Project

More efficient monitoring of the effects on biodiversity in making agriculture more sustainable

The new agricultural vision of the Dutch government, aimed at nature-inclusive and circular agriculture with room for the conservation and restoration of biodiversity, has prompted an expansion of practice-oriented research in fruit cultivation and arable farming, including projects within the KB and BO funding streams. The research focuses on new technical innovations as well as on potential measures for sustainability in the research locations Randwijk and Lelystad and on organic and conventional farms.

The BO programme Knowledge Impulse Green Crop Protection, for example, is specifically aimed at improving plant health, measures to make plant protection product use more sustainable and reduction of the dependence on its use. In one case study of this programme, an integral redesign of the apple cultivation system  is being tested at the research location Randwijk in comparison to a common reference plot. Conservation and restoration of biodiversity (species richness) is one of the key objectives in this project and numerous other research projects,  following the recent launch of the Delta Plan on Biodiversity Restoration and the publication of the conclusions of the IPBES report on the rapid decline in diversity worldwide. Functional, but also total, biodiversity in cultivation plots is therefore an increasingly important critical performance indicator (KPI). Often the emphasis is on diversity among above-ground arthropods (insects and other arthropods).

However, species recognition of above-ground arthropods is very time-consuming and reserved for a select group of specialists. In the traditional approach collected samples are first separated into spiders, bees and mites, after which specimens are delivered per group to specialized taxonomists who view and identify each individual under the binocular or microscope. In many cases, this is currently not feasible within the available project budgets, so that the effects on species diversity often cannot be properly investigated. A scientifically reliable and - at the same time - time and cost efficient monitoring method is urgently needed.

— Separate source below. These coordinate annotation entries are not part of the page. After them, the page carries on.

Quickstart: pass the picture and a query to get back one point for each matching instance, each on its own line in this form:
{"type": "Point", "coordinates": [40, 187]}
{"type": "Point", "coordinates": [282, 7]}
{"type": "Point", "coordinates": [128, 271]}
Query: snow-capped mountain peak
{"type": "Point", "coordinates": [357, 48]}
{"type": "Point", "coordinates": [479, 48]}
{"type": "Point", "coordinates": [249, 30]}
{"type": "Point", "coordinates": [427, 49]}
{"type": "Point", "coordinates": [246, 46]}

New developments in the field of DNA analysis offer a promising alternative. Diversity determinations based on so-called DNA metabarcoding result in qualitative differences between treatments that correspond to the conventional method. This potentially allows the same interpretation in a much more cost and time efficient way.

In this project we focus on the application of DNA metabarcoding in Dutch agriculture. In 2019 the case study in apple orchards served  as the first pilot, which was augmented in 2020 with arthropod samples from experimental arable fields with row (inter)cropping and perennial pastures. Results from such pilots lay the foundation for broad application in other (agricultural) systems in the Netherlands and abroad, where measuring biodiversity is an important part of the research.